To set you off on your new adventure at the University, we asked our alumni what advice they would give to new students beginning their Bangor journey. And, apart from most of them wistfully saying how they wished they were about to do it all over again, here are some of the gems of advice our alumni offered:
Welcome tips from Bangor graduates
“Buy a pair of comfortable boots or shoes, you’ll be walking up hill a lot! Also, set a budget to spend each month or you’ll be eating more pasta than you want to!” Frankie O’Dowd (Criminology, 2002)
“Buy a waterproof coat. Not a flimsy pac-a-mac, a proper waterproof that covers your bum and the tops of your thighs. Because sitting through lectures absolutely sopping wet is not ideal!” Amy Slater-Bell (Medieval and Early Modern History, 2007)
“Go to the extra-curricular activities and seminars in your department” Amanda Robinson (Heritage, Archaeology and History, 2006)

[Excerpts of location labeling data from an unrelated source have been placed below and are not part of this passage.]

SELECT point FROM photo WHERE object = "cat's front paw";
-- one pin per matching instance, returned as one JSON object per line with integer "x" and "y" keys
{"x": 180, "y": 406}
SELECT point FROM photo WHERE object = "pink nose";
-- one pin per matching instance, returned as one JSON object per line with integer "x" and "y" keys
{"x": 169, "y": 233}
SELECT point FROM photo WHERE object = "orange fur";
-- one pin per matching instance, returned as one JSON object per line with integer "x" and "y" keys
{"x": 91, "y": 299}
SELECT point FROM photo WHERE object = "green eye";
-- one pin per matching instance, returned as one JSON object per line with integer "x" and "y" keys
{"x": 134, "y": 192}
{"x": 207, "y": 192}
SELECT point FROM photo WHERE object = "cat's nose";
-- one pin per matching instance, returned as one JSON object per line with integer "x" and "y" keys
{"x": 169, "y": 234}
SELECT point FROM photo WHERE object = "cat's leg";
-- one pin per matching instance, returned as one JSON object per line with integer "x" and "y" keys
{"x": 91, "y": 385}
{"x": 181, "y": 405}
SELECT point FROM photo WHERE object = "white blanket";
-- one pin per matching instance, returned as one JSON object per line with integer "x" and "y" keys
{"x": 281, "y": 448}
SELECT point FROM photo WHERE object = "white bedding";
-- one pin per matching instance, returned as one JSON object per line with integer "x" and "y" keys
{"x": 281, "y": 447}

“Don’t be scared to join societies. There’s something for everyone and you may find something new you like, and you’ll make friends whilst doing so.” Liam Simmons (French and Spanish, 2019)
"The Menai straits, Snowdonia etc are a majesty of beauty. Trust me, you’ll miss seeing them in the future. Treasure your chance to be amongst them.” Marty Drury (English with Theatre Studies, 2003)
“Honestly... Take full advantage of any free Welsh language courses on offer. after graduation you may end up working in Wales and the ability to speak Welsh is a HUGE advantage.” Sam Edwards
“Always allow extra, extra time in order to get to your lecture on time. Even if it’s only 10 minutes from room to hall, allow 30 minutes ‘cos if you make friends (and you will), you’ll invariably meet some of them on the way. Chat for a few minutes, resume your journey, meet someone else, chat for a few minutes and before you realise it, that 10 minute journey has become 25 minutes and no lecturer likes anyone coming in late!” John Frederick Moore (French, 1984)
“If you are out of your depth with your course work, reach out and ask for help. Societies and Clubs are a fantastic diversion but don’t use them to hide from your course work.” Sarah Lloyd
“Keep an open mind and be kind to everyone” Elizabeth Bearman (Applied Linguistics, 1983)
“Make sure you join societies/clubs, its where a lot of your personal development and employability skills happen.” Joe Butler (Bangor student then staff, 2005-2017)
“Invest in a wok and learn how to cook stir fry. In your friendship group / halls etc take it in turns to cook for each other if people are willing (it’s cheaper than everyone cooking individually!)” Aljo Gibbs Jones (Theology, 2003)
The University’s Development and Alumni Relations team, work to stay connected with our former students after graduation.
You’ll hear from us from time to time during your studies as we involve alumni of the University in your student experience through career talks, subject-specific lectures and events. Along the way, we’ll help you make some great connections within our alumni network to give you a boost after gaining your degree.
We’re sure you’re excited to be starting on this new adventure. Bangor University will shape you -you’ll learn a lot about yourself and make friends for life. Make the most of every day!